Анна вытирает слезы платком, который вышила сама. Им с Видриком придется, видно, бежать далеко, в чужие края, где их никто не знает. Переселиться в Россию, далеко-далеко, свить свое гнездо в первозданной глуши: ведь в Германию податься нельзя, хотя там кирпичные дома, — именно такой дом мечтает выстроить Видрик.

— Заночуете здесь? — спрашивает Поммер таким тоном, будто ничего особенного не произошло.

Анна отрицательно поводит головой. Здесь?! Ни за что на свете! Если бы еще отец принял сватовство, дело другое… Нет, нет… Анна вытирает лицо, она похожа на школьницу из Яагусилла, которой дали встрепку, на одну из тех, которых она сама помогала отцу воспитывать.

Господин Кульпсон ничего не говорит — он уже получил свою порцию розог, — сопя надевает пальто и котелок.

— Если хотите, я запрягу лошадь и отвезу вас на станцию к вечернему поезду, — говорит Поммер.

— О нет, мы пойдем лучше пешком, вечер погожий, подышим свежим воздухом, — отвечает дочь.

— Всего хорошего, милостивая сударыня, — кланяется Кристине Кульпсон.

Они уходят.

И дети, которые смотрят им вслед из сарая, удивлены, почему их красивая тетя и ее еще более красивый жених так опечалены после питья кофе.

XIII

Снопы ярового сушатся на вешалах, рожь — в риге.

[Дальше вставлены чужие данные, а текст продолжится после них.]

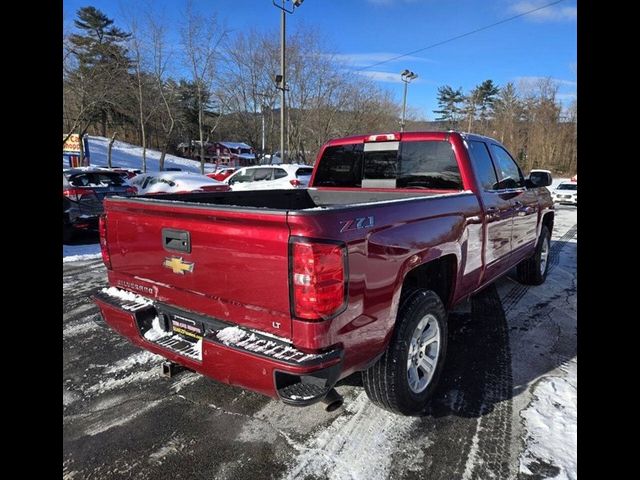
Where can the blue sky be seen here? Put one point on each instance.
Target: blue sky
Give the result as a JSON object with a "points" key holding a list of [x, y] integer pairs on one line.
{"points": [[363, 32]]}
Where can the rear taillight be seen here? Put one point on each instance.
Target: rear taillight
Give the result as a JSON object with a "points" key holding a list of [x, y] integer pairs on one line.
{"points": [[318, 279], [76, 194], [104, 249]]}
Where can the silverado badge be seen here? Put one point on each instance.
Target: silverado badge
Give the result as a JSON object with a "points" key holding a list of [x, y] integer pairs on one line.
{"points": [[177, 265]]}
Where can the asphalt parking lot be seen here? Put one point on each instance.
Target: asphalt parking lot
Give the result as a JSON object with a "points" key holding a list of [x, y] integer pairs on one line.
{"points": [[122, 419]]}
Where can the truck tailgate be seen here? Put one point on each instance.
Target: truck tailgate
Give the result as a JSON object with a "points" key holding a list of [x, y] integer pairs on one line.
{"points": [[234, 268]]}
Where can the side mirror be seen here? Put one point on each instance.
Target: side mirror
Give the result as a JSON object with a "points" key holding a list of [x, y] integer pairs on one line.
{"points": [[539, 178]]}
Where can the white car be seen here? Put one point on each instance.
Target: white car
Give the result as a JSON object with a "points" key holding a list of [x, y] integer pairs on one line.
{"points": [[566, 192], [175, 182], [270, 177]]}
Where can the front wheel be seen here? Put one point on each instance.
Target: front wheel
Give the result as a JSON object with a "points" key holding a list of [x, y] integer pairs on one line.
{"points": [[405, 377], [533, 270]]}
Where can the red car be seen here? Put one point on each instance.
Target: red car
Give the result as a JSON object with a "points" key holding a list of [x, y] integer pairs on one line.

Поммер рубит на краю пастбища мокрые от дождя, осыпающиеся каплями ольхи. Они понадобятся для печи в риге, сырые ольхи, правда, не бог весть какое топливо, но где найти лучшее.

Все небо в тучах, нудный косой дождь сечет и деревья и самого учителя. Поммер, расправив плечи, подходит к следующему дереву и вгоняет лезвие топора в мягкий ствол. Сверху ему за шиворот сыплются крупные капли.

Мысли учителя сегодня столь же безотрадны и тягостны, как и погода. Забота и горечь давно уже закрались ему в душу, еще в хорошую погоду, сейчас они лишь сгустились и стали будничными. Поммер вдруг чувствует, что все пошло прахом, ничто не дало плодов, все суета сует, всяческая суета и томление духа.

Была школа, но она сгорела, дождь мочит золу и вымывает головни. Волость устроила толоку, привезли груду кирпичей, наняли строителей; но где они сейчас? Начатые стены стоят, красные, посреди двора, ящики с известкой валяются под дождем, а строителей нет уж сколько дней. Когда еще выстроят дом, если и впредь все пойдет так?

Школа для волости вообще как бельмо в глазу, лучше бы ее и не было. Учитель сам как прокаженный, волостные мужи избегают его; выборных раздражают его вечные требования.